Mixture of Experts
MoE
Not one model — many small 'expert' sub-models. Each query activates only a few — making models both big and fast.
In a classic Transformer every token flows through every parameter. MoE (Mixture of Experts) works differently: the model is made of many small "expert" sub-networks, and a gating network decides per token which experts to activate.
The result: huge-capacity models that compute lightly. Mixtral 8x7B has 8 experts and 47B total parameters, but each token activates just 2 → ~13B params compute per token. 47B-quality at 13B-speed.
DeepSeek V3 (671B total, 37B active), GPT-4's presumed architecture, Llama 4 — most modern frontier models are MoE.
A hospital. For each patient not all doctors examine at once — triage (the gating network) calls only the relevant specialists. There may be 50 doctors total; for one patient only 2 are needed. Big capacity, efficient use.

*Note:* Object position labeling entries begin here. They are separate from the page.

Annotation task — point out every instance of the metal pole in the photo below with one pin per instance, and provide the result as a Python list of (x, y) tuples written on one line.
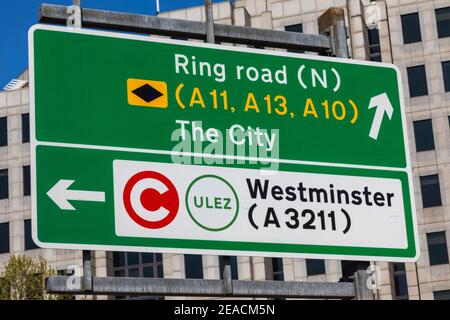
[(227, 278), (209, 22)]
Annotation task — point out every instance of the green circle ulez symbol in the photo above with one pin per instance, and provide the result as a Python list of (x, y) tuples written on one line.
[(212, 203)]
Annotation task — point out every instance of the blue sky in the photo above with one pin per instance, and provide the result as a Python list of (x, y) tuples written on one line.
[(17, 16)]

You're running Mixtral 8x7B. User asks "write a fizz buzz program." As tokens enter: - "fizz" → gating: activate code expert + math expert. - "buzz" → gating: same pair fits. - " " (space) → gating: grammar expert + format expert.
Each token routes to its own "expert pair." Output quality matches 47B, compute matches 13B. DeepSeek V3 pushed this to 256 experts — total 671B, active 37B.

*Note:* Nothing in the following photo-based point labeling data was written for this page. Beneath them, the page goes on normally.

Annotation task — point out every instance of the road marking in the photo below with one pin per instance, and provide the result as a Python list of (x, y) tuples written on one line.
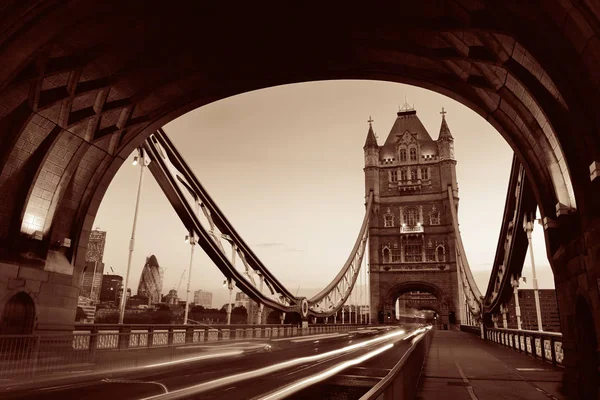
[(361, 377), (311, 337), (108, 380), (531, 369), (466, 381), (314, 339)]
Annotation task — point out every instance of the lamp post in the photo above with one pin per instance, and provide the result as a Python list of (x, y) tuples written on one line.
[(528, 226), (229, 283), (515, 284), (143, 161), (191, 238)]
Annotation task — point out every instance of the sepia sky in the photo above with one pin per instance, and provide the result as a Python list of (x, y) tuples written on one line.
[(285, 166)]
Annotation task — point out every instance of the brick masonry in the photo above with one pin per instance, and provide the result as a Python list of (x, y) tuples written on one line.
[(394, 198)]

- When you need a very large model but latency matters (smart tradeoff)
- Multi-task specialization — one expert for math, one for code, one for translation
- Cutting inference cost — fewer active params = cheaper compute
- If a small model does the job — MoE infra is complex
- Single-task workloads — you don't benefit from expert diversity
- Tight VRAM — total params still must load; only compute is sparse
One expert handles everything (expert collapse)
During training the gating network may funnel everything to 1-2 experts; the rest atrophy. A load-balancing loss is mandatory.
VRAM ≠ active params
Mixtral 8x7B needs ~90GB VRAM, not 13GB (all 47B params must load). Active count only reduces compute load.
Distillation and fine-tune are hard
Distilling MoE into a dense model is messier than tuning one base. The tooling ecosystem is still maturing.